The Commoner
John Burnham Schwartz gives us an imaginative tour de force inspired by the dramatic real-life stories of the reigning empress and crown princess of Japan.
The novel’s narrator is Haruko, Empress of Japan. In 1959, at the age of twenty-four, she marries the Crown Prince, becoming the first non-aristocratic woman to enter the longest-running, most hermetically sealed-off, and mysterious monarchy in the world. Met with cruelty and suspicion by the Empress and her minions, controlled at every turn, Haruko suffers a nervous breakdown and loses her voice. Yet she recovers and perseveres, holding tight to the self that the imperial bureaucrats would see crushed. When thirty years later—now Empress herself—she plays a crucial role in persuading another young woman—Keiko, a brilliant foreign servant who dreams of having a career—to accept the marriage proposal of Haruko’s son, the Crown Prince, the consequences are tragic and dramatic.
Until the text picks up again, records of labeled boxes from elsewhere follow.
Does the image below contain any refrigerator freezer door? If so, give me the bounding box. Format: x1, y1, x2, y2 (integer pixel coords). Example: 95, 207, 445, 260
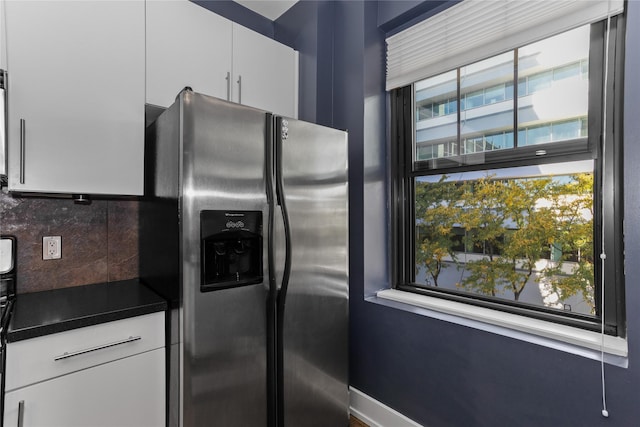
276, 119, 349, 427
181, 91, 268, 426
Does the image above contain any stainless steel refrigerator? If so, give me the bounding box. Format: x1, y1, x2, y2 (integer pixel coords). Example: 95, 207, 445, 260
139, 88, 349, 427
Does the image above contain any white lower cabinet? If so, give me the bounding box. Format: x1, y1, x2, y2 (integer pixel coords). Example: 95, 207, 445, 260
4, 313, 166, 427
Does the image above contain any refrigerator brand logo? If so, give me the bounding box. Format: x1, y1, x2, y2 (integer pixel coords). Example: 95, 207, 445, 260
227, 221, 244, 228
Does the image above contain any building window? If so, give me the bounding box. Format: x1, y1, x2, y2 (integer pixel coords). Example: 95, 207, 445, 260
392, 18, 624, 336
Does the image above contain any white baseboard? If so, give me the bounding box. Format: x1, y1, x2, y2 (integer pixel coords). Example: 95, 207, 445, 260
349, 387, 422, 427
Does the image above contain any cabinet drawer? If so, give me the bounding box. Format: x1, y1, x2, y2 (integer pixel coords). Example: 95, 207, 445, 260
5, 312, 165, 391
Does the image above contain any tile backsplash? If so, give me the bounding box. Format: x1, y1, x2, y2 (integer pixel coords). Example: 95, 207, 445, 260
0, 189, 138, 293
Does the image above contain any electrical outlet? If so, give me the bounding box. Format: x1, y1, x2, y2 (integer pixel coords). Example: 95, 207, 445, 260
42, 236, 62, 259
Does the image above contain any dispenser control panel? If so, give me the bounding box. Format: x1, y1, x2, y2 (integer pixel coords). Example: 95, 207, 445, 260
200, 210, 262, 292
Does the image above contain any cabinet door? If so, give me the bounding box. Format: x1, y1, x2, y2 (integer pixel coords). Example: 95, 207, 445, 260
233, 24, 298, 118
4, 348, 166, 427
5, 0, 145, 195
147, 0, 231, 107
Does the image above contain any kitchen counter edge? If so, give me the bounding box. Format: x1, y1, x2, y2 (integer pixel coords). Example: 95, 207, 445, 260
7, 279, 168, 343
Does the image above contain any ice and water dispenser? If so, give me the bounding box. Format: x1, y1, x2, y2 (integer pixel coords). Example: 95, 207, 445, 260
200, 210, 262, 292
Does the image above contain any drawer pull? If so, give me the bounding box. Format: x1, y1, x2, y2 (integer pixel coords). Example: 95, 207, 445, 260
20, 119, 27, 184
18, 400, 24, 427
53, 337, 142, 362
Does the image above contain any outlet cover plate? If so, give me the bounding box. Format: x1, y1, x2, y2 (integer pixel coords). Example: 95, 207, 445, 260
42, 236, 62, 259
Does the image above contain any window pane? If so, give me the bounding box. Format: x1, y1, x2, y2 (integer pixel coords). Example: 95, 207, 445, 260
414, 70, 458, 160
460, 52, 514, 154
415, 162, 595, 315
518, 25, 590, 146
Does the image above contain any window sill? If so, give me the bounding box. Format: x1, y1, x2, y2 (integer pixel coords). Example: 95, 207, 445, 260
367, 289, 628, 368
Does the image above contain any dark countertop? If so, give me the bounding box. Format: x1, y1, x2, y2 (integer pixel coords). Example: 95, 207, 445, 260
7, 279, 168, 342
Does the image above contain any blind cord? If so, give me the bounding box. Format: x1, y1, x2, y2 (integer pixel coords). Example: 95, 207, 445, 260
600, 14, 611, 418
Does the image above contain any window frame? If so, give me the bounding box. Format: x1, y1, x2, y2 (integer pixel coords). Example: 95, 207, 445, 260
390, 15, 626, 338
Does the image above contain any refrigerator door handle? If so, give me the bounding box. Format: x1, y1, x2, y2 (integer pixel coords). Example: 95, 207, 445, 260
275, 117, 291, 300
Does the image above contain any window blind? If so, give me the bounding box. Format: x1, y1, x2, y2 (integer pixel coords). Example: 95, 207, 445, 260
386, 0, 624, 90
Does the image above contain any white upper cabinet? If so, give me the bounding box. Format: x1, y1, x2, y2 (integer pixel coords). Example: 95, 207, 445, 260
147, 0, 298, 118
4, 0, 145, 195
233, 25, 298, 118
147, 0, 231, 107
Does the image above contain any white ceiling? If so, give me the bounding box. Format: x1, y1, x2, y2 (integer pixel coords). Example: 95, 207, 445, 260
235, 0, 297, 21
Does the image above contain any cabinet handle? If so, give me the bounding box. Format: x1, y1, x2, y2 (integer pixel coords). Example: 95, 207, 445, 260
53, 336, 142, 362
18, 400, 24, 427
20, 119, 27, 184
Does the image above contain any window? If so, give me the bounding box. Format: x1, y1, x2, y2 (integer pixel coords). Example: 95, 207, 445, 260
392, 17, 625, 337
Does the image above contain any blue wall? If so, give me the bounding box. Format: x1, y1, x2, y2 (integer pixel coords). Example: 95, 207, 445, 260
276, 1, 640, 427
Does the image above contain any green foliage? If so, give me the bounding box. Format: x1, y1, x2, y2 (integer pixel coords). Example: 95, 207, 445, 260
415, 176, 460, 286
415, 173, 595, 309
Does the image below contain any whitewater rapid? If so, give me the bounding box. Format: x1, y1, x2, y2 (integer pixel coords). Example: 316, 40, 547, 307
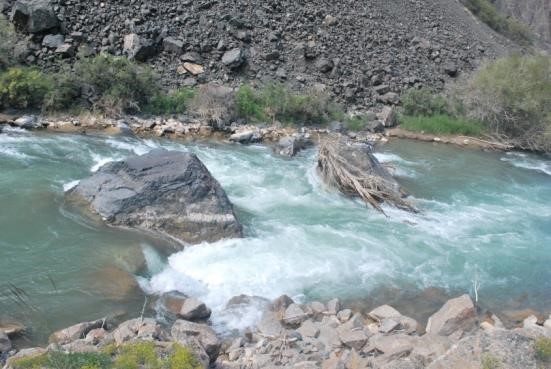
0, 131, 551, 336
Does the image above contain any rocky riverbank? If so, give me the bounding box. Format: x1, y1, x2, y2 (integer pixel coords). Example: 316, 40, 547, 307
0, 112, 513, 152
0, 294, 551, 369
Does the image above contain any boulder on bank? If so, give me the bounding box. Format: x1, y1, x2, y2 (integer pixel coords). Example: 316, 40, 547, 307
427, 295, 476, 336
66, 149, 242, 243
318, 135, 416, 213
11, 0, 59, 33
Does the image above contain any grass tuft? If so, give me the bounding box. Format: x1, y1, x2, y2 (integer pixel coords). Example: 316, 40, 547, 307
400, 114, 484, 136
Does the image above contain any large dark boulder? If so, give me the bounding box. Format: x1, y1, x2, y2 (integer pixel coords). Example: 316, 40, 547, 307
66, 149, 242, 243
11, 0, 59, 33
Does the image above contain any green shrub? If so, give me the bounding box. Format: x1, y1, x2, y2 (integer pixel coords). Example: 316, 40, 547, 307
0, 67, 53, 109
400, 114, 484, 136
456, 55, 551, 151
235, 85, 266, 121
13, 352, 111, 369
535, 337, 551, 362
464, 0, 532, 45
113, 342, 161, 369
143, 87, 195, 115
12, 342, 202, 369
344, 115, 369, 132
401, 88, 448, 116
165, 344, 202, 369
42, 68, 81, 112
0, 13, 17, 71
482, 353, 503, 369
235, 83, 340, 124
74, 54, 160, 114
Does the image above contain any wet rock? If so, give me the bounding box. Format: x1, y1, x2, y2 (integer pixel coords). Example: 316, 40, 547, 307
222, 48, 245, 69
377, 106, 396, 127
297, 319, 320, 338
276, 134, 313, 157
55, 43, 76, 58
0, 330, 11, 353
229, 129, 262, 144
0, 321, 25, 336
50, 319, 105, 345
178, 298, 211, 320
327, 299, 341, 315
113, 318, 161, 345
183, 62, 205, 76
123, 33, 157, 61
283, 304, 308, 326
339, 328, 368, 351
42, 35, 65, 49
163, 37, 184, 55
171, 320, 221, 362
427, 330, 538, 369
88, 266, 142, 300
316, 58, 335, 73
11, 0, 59, 33
13, 115, 42, 129
66, 150, 241, 243
427, 295, 476, 336
256, 311, 283, 337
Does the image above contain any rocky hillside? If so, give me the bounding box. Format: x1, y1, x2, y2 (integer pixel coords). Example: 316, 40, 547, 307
0, 0, 510, 106
495, 0, 551, 48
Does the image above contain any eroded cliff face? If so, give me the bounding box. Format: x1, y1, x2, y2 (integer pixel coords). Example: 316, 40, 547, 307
495, 0, 551, 49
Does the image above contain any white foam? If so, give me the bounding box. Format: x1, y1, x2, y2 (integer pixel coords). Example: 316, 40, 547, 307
501, 152, 551, 176
63, 179, 80, 192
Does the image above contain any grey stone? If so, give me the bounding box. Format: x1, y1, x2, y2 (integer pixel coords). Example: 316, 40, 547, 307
379, 318, 400, 333
283, 304, 308, 326
327, 299, 341, 315
171, 320, 221, 363
222, 48, 245, 69
377, 106, 396, 127
297, 319, 320, 338
0, 330, 11, 353
178, 298, 211, 320
55, 43, 76, 57
123, 33, 157, 61
10, 0, 59, 33
368, 305, 402, 321
339, 328, 368, 351
13, 115, 42, 129
427, 295, 476, 336
163, 37, 184, 54
66, 149, 242, 243
50, 319, 105, 345
276, 134, 313, 157
42, 35, 65, 49
256, 311, 283, 337
316, 58, 335, 73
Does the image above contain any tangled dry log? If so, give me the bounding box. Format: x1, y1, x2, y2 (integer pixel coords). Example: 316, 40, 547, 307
318, 136, 417, 215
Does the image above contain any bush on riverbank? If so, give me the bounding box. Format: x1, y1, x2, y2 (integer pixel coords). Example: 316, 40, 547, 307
12, 342, 202, 369
454, 55, 551, 151
400, 114, 484, 136
0, 13, 17, 71
143, 87, 196, 115
0, 67, 54, 109
463, 0, 532, 45
235, 83, 340, 124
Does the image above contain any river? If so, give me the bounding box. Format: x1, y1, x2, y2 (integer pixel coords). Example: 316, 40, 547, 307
0, 129, 551, 344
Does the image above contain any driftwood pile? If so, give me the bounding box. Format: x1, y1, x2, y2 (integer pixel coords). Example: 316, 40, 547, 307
318, 135, 417, 214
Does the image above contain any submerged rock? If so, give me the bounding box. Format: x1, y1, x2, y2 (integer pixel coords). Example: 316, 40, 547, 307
427, 295, 476, 336
66, 149, 242, 243
318, 135, 416, 212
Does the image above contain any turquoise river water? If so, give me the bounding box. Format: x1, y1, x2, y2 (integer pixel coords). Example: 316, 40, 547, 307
0, 130, 551, 342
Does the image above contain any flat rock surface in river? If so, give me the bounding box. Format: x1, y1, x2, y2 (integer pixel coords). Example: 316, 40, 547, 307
67, 149, 242, 243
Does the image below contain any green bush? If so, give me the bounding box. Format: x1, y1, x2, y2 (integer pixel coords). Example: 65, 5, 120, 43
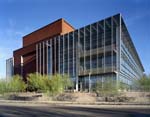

Meticulously researched and brilliantly imagined, The Commoner is the mesmerizing, moving, and surprising story of a brutally rarified and controlled existence at once hidden and exposed, and of a complex relationship between two isolated women who, despite being visible to all, are truly understood only by each other. With the unerring skill of a master storyteller, John Burnham Schwartz has written his finest novel yet.